And then Peter, meeting his pleased look and understanding it, winced back from it, and coloured, and bent over his brown paper and string. He valued Rodney's appreciation, a thing not easily won. He felt that in this moment he had won it, as he had never won it before. For he knew that Rodney liked pluck, and was thinking him plucky.
Against his will he muttered, half beneath his breath, "Oh, it isn't really what you call good. It is good, you know: I think it's good; but you won't. You'll call it abominable."
"Oh," said Rodney.
Peter went on, with a new violence, "I know all you'll say about it, so I'm not going to give you the opportunity of saying it till I'm gone. You needn't think I'm going to tell you now and let you tell me I'm wrong. I'm not wrong; and if I am I don't care. Please don't stay any more; I'd rather you weren't here to-night. I don't want to tell you anything; only I had just got to say that, because you were thinking.... Oh, do go now."

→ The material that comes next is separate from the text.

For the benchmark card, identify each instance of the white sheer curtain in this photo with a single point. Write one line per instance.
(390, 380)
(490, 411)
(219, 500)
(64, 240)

Rodney sat quite still and looked at him, into him, through him, beyond him. Then he said, "You needn't tell me anything. I know. Lucy and you are going together."
Peter stood up, rather unsteadily.
"Well? That's not clever. Any fool could have guessed that."
"Yes. And any fool could guess what I'm going to say about it, too. You know it all already, of course...."
Rodney was groping for words, helplessly, blindly.
"Peter, I didn't know you had it in you to be a cad."